Advertisement

Province should ensure Auditor General appointments are independent, former auditor says

A former auditor who worked for the provincial auditor general said there needs to be changes to the selection process for the job to give the public more confidence that the next appointee is independent.

Brent White said it creates a potential problem when officials who once oversaw spending in the Finance Department are appointed to the job--as has been the case in the last two appointments.

"The appearance side is where we have the big issue, because having worked that long inside government, you just cannot disassociate yourself from that problem with appearance," said White, who worked for auditors general for two decades.

"You're going to be reviewing some of your own work. So you have a self-review problem. You're going to be thoroughly familiar with the decision-makers inside government, so it can be very hard for you to extract yourself from the familiarity threat."

Submitted by Mount Allison University
Submitted by Mount Allison University

Self-review and familiarity are two of five "threats" to independence that accountants guard against under their professional standards.

Mike Ferguson, who was auditor general from 2005 to 2010, and Kim Adair-MacPherson, who has been in the job since 2010, both held the position of comptroller before their appointments.

The comptroller is in effect the chief financial officer of the province responsible for financial accounting systems and internal audits, while the auditor general is independent and reports to the public through the legislature.

"Such a transition raises questions about how the province responds to the way the profession has articulated auditor independence," White writes in his recent doctoral dissertation at the University of New Brunswick.

The public could question how an auditor general can credibly audit programs and spending that they themselves reviewed as comptroller, said White, who left his position of audit director in 2011 and now teaches at Mount Allison University.

Former Finance Minister Norm Betts agrees with White's conclusions and said the legislature should choose who gets the job with no input from the executive branch of government.

"This is an archaic piece of legislation that should be fixed," said Betts, a professor of business administration at UNB.

Betts recalls when Ferguson was chosen for the job from 2005, "I thought, 'boy, that's kind of weird,' the audited becoming the auditor."

Adrian Wyld/Canadian Press
Adrian Wyld/Canadian Press

Ferguson's predecessor Daryl Wilson had been treasurer for the city of Saint John before taking the job. But White notes that four of the seven people to have held the auditor general position since it was created in 1967 had been in the comptroller role beforehand.

"I'm not saying there's anything wrong with the quality of the work," White said of Adair-MacPherson's decade in the role and of Ferguson's work before that.

During her term, Adair-MacPherson has issued critical audits on ambulance services, road maintenance contracts, school curriculum changes, youth group homes and the Atcon loan fiasco, among others.

White's comments are timely because a new auditor general has to be chosen sometime before the end of 2021. Adair-MacPherson's 10-year term is up, but last year it was extended until December.

Adair-MacPherson said in an email that a new appointment process put in place since she was chosen "should help address the concern raised when I was appointed."

Catherine Harrop/CBC
Catherine Harrop/CBC

A four-member selection committee that includes a judge and someone from "the university community" now draws up a list of names that goes to the premier, who is required to consult other parties in the legislature on the final choice.

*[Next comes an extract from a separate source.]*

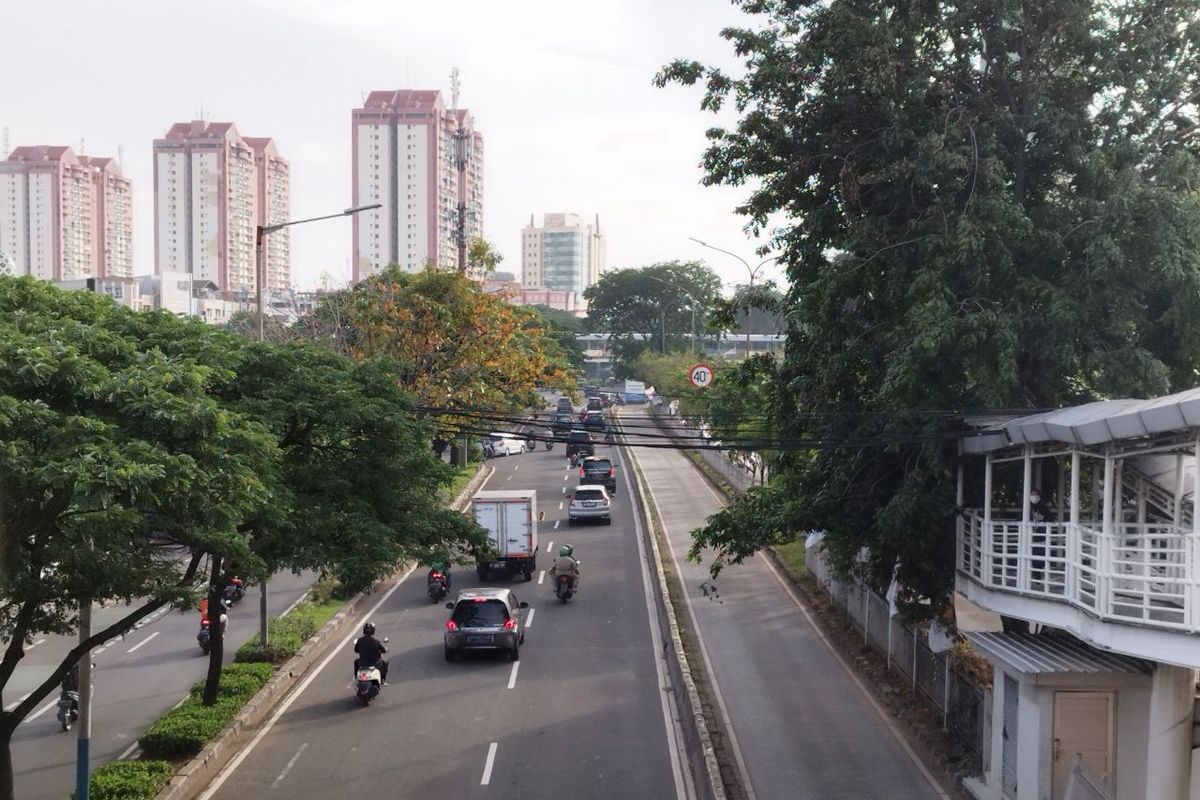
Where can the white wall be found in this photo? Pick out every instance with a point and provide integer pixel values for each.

"A selection process will be established in the coming months in accordance with legislation," said provincial spokesperson John McNeill.

White said because the clerk of the executive council is also part of any selection committee, the group could still be persuaded to appoint the comptroller or someone from within the Finance Department.

"I think it certainly makes it less likely, but there's nothing to forbid it," he said. "What we have now is a better process… but it's still flawed. For one thing, the clerk of the executive council should not be there.

He recommends giving the legislature sole authority to fill the position.

Concerns not new

When Adair-MacPherson was appointed in 2010 by Premier David Alward, CBC News reported on the same concerns raised by Queen's University business professor Steven Salterio. White reveals there were also concerns within the auditor general's office.

But opposition politicians, other media organizations and provincial associations representing professional accountants "consistently ignored" the issue, White writes.

No one from the Chartered Professional Accountants of New Brunswick was available for an interview Friday.

White notes in his dissertation that Adair-MacPherson disclosed in her first report that she had held the position of comptroller and had asked her deputy auditor general to sign off on the province's financial statements that year.

White interviewed three former New Brunswick premiers, Bernard Lord, Shawn Graham and David Alward for his dissertation.

He said Lord and Alward, who appointed Ferguson and Adair-MacPherson respectively, acknowledged they didn't have expertise in professional accounting standards at the time and weren't informed of the issue.

They each said they relied on the quality of their appointees in making their decisions.

"In effect, these politicians were claiming that the state of mind aspect of independence trumped the appearance side of the equation, although the professional guidelines do not allow for this distinction," White writes.

Betts, who sat on White's dissertation review committee, has forwarded copies of White's dissertation to the four party leaders in the legislature.